A alma de Capitão Fantástico, porém, reside na sincera conexão entre os membros desta exótica família. Com sutileza e intimismo, Matt Ross mostra profundidade ao explorar não só o lado afetuoso desta relação, como também os crescentes conflitos em torno deste repentino contato com a rotina urbana. Impulsionado pela acolhedora e colorida fotografia de Stéphane Fontaine (Ferrugem e Osso), o realizador é habilidoso ao explorar os contrastes por trás deste choque de realidade, expondo o melhor e o pior deste isolado estilo de vida. Se num primeiro momento a impressão quanto ao processo de formação dos jovens é extremamente positiva, à medida que a trama avança o argumento faz questão de investigar o radicalismo de Ben, a hipocrisia dele ao tentar impor a sua "libertadora filosofia" e a sua incapacidade de enxergar o despreparo dos filhos para a vida em sociedade. Sem nunca recorrer ao sentimentalismo barato, Ross emociona ao revelar o impacto destas "descobertas" no 'status quo' da família, um tema por si só delicado, mas que aqui ganha contornos ainda mais densos devido ao peso do luto. Numa opção inteligente, o argumento opta por manter os segredos acerca da figura materna, uma personagem que, mesmo "ausente", se torna uma peça decisiva dentro do revigorante último ato. Antes disso, porém, Matt Ross peca ao trabalhar os dilemas mais pessoais do protagonista. Embora não reduza a força do extraordinário clímax, a transformação de Ben é desenvolvida com inexplicável pressa e culmina num conveniente 'plot twist'.


Em contrapartida, mesmo nestes momentos mais acelerados, o carismático elenco traduz com rara inspiração o turbilhão de emoções enfrentado pelos personagens. Reconhecido pela sua força em cena, Viggo Mortensen "lidera" a garotada numa atuação complexa e cheia de vida. Apesar da evidente excentricidade em torno deste modo de vida naturista, o astro nova-iorquino nos faz crer tanto na aptidão física e intelectual do bem intencionado Ben, quanto na sua vulnerabilidade diante da iminente insurgência dos filhos. Uma atuação digna dos melhores prêmios. No mesmo nível do seu veterano parceiro de cena, o promissor George Mackay (Orgulho e Esperança) esbanja versatilidade com o querido Bo, um tipo destemido e atrapalhado que não se envergonha de exprimir as suas fragilidades. Sem querer revelar muito, a cena em que ele se vê pela primeira vez encantado pela figura de uma garota é sensacional, um dos muitos momentos genuinamente engraçados do filme. Quem também ganha um merecido destaque é o intenso Nicholas Hamilton. À frente do elemento mais sensível desta família, o jovem ator entrega uma performance de gente grande ao absorver o temperamento explosivo do seu Rellian. Os dois grandes ladrões de cena do longa, no entanto, são os adoráveis Charlie Shotwell e Shree Crooks. Curiosos e expansivos, a dupla enche a tela de fofura com os seus respectivos personagens, o "maoísta" Nai e a "anarquista" Zaja, e protagonizam alguns dos momentos mais divertidos do filme. Ainda entre os destaques, enquanto o veterano Frank Langela adiciona um pouco mais de racionalismo e contundência na pele do devastado avô materno, a engraçada Kathryn Hahn flerta com elementos mais densos ao interpretar a atordoada irmã de Ben.

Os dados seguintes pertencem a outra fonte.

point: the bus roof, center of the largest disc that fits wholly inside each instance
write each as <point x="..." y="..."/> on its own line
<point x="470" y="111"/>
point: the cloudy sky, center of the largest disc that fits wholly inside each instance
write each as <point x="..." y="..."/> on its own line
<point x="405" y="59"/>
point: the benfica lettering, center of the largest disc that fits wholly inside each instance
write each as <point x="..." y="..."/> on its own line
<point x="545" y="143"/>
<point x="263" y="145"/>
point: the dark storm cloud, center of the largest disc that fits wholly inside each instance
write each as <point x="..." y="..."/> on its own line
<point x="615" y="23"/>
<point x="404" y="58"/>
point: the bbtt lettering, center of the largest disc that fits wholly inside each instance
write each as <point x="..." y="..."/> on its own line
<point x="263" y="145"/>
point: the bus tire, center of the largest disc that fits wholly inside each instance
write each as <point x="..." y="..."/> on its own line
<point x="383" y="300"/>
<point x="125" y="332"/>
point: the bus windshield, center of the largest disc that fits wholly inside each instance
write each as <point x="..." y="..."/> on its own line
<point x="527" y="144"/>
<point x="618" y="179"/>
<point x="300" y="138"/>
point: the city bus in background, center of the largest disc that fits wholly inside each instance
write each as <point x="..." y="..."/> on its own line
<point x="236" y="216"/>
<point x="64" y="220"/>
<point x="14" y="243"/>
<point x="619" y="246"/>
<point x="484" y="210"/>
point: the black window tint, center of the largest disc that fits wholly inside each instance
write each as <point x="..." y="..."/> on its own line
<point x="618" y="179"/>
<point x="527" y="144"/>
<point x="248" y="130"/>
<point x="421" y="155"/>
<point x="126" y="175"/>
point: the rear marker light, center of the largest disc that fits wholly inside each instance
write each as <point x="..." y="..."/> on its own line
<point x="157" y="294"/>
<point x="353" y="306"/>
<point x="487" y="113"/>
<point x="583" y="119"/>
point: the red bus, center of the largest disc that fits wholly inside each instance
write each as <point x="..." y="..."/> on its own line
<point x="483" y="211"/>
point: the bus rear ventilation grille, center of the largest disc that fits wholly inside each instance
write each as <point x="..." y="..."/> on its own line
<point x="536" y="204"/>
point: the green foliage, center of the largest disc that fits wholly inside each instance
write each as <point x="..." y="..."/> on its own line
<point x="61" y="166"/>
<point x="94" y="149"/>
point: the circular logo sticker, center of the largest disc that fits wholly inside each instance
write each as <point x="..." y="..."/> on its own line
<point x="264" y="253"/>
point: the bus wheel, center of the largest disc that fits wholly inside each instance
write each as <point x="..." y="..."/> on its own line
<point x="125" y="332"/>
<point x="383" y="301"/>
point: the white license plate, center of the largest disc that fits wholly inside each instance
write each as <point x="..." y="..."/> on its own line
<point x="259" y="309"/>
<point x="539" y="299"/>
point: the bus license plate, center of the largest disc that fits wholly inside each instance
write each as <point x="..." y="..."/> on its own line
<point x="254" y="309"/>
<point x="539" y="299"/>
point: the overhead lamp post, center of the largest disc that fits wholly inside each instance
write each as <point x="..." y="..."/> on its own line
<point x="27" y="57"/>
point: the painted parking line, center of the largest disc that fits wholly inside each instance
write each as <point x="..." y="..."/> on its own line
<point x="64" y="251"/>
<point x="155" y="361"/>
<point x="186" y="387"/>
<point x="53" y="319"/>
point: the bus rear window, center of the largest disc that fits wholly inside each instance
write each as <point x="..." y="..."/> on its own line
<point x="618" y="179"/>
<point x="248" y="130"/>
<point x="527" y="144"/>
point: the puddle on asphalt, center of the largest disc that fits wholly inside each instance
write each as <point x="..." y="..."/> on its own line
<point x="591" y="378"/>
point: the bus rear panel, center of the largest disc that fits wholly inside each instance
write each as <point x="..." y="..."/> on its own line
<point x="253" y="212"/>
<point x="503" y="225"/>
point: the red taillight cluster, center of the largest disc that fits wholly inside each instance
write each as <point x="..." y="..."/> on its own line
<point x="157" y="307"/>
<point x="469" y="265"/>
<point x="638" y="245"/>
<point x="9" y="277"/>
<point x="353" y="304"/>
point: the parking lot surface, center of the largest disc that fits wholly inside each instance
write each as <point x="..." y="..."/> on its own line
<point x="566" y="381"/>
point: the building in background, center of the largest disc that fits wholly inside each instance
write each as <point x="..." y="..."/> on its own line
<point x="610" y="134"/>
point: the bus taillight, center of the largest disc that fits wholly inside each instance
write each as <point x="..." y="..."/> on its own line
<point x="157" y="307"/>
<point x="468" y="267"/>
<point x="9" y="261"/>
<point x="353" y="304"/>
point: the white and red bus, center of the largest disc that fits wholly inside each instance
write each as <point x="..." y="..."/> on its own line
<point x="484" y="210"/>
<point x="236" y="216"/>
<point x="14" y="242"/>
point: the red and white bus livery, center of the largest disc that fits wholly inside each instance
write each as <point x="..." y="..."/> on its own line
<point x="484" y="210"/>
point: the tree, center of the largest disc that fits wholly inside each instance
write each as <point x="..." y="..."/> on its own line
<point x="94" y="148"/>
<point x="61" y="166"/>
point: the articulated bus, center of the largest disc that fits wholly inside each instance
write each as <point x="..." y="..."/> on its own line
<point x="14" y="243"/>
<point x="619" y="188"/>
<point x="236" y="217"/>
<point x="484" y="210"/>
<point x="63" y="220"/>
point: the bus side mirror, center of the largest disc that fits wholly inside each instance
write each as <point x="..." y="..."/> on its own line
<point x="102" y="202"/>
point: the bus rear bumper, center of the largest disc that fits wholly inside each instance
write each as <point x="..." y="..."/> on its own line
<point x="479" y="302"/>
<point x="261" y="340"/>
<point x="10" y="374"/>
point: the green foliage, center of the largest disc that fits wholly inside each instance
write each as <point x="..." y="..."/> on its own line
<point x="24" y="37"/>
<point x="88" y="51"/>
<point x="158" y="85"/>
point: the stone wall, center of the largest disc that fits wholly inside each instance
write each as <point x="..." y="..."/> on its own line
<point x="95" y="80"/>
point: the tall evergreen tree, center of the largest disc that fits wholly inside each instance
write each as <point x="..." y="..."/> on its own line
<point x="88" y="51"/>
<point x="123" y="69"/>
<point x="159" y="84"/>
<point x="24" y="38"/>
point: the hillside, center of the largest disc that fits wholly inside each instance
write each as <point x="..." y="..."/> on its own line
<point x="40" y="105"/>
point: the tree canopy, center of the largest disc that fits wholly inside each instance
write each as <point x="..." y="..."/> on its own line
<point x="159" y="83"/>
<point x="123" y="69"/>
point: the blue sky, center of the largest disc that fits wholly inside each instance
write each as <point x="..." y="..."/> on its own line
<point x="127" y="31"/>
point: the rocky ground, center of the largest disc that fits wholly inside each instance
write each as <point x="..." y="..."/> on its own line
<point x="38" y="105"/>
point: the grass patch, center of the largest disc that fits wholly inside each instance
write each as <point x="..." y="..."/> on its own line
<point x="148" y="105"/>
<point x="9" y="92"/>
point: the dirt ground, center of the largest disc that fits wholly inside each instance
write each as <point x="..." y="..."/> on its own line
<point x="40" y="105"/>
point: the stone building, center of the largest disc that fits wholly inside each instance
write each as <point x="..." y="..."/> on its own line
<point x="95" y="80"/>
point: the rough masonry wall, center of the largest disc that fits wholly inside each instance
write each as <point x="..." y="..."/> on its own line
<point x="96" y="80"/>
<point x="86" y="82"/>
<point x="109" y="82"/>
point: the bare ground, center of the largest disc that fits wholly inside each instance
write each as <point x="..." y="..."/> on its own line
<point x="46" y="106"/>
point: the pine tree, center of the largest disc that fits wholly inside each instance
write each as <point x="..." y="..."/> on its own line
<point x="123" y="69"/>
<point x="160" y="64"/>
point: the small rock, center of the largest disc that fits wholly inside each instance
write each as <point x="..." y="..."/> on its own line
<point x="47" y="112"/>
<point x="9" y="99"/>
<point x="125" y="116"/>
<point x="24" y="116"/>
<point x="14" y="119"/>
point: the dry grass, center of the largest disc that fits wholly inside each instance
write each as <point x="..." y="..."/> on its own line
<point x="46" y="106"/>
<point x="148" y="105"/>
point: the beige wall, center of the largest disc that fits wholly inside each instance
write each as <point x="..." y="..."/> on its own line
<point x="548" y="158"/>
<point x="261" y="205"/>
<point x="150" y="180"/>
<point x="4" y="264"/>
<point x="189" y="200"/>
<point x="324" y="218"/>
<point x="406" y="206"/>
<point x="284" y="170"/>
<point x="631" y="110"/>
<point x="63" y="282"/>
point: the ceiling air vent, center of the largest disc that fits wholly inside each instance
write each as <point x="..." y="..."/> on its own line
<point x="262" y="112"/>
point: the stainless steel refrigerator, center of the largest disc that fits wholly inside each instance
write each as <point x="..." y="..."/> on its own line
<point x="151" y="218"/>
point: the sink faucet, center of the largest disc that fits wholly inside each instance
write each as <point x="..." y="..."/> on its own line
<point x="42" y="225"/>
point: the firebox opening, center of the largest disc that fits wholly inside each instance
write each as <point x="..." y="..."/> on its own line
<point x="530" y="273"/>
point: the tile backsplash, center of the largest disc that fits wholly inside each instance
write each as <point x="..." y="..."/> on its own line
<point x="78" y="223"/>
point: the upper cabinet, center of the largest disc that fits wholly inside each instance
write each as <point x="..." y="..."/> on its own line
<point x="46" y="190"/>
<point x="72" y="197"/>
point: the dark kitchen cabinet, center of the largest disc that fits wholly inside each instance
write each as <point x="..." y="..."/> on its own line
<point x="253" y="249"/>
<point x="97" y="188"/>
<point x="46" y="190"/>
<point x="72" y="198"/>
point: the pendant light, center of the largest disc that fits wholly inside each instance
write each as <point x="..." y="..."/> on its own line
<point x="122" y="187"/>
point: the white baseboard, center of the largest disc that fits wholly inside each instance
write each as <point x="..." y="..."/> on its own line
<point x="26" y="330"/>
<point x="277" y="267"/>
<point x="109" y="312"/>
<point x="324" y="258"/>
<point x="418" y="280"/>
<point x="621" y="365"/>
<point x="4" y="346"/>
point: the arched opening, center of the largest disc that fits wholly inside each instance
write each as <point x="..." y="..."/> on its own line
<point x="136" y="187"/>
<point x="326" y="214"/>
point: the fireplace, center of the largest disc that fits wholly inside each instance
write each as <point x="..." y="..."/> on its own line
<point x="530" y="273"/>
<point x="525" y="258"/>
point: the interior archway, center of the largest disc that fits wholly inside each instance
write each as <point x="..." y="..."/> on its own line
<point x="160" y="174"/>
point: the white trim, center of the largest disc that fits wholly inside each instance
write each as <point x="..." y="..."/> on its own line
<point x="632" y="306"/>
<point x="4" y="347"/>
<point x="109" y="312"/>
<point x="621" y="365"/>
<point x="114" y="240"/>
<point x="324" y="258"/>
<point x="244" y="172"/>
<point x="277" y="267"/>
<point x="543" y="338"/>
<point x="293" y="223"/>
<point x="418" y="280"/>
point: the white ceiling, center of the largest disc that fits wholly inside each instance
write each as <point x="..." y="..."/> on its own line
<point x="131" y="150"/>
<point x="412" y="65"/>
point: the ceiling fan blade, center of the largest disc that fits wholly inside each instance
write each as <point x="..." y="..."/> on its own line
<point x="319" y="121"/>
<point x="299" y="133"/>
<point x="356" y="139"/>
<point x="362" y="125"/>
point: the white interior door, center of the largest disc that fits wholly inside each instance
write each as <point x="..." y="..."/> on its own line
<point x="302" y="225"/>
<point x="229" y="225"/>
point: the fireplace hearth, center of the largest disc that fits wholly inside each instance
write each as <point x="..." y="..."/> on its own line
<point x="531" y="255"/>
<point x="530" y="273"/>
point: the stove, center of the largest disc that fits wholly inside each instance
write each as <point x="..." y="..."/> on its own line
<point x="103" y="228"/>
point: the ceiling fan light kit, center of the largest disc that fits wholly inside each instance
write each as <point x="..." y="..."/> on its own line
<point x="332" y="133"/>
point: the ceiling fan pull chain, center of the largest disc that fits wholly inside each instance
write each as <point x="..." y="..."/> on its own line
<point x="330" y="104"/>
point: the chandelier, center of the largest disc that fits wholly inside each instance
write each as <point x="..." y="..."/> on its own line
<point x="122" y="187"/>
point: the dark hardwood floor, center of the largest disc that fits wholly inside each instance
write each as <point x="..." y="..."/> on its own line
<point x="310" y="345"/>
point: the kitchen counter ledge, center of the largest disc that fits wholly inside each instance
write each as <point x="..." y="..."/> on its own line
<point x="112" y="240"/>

Com personagens singulares, uma premissa autoral e conflitos essencialmente humanos, Capitão Fantástico desponta como um oásis cinematográfico, uma espécie de fábula moderna incrementada pela exuberante direção de arte, pelos radiantes figurinos e pela revigorante trilha sonora de Alex Somers. Embora se sustente numa estrutura narrativa bem familiar, Matt Ross foge do lugar comum ao investir numa abordagem peculiar, por vezes crítica, mas que em nenhum momento deixa de se encantar pela fascinante jornada desta alternativa e nada disfuncional família americana. Em suma, um pequeno grande filme capaz de falar sobre política, filosofia, cultura, coletividade, ignorância e amor fraterno sem nunca perder o bom humor, a emoção e a capacidade de nos surpreender.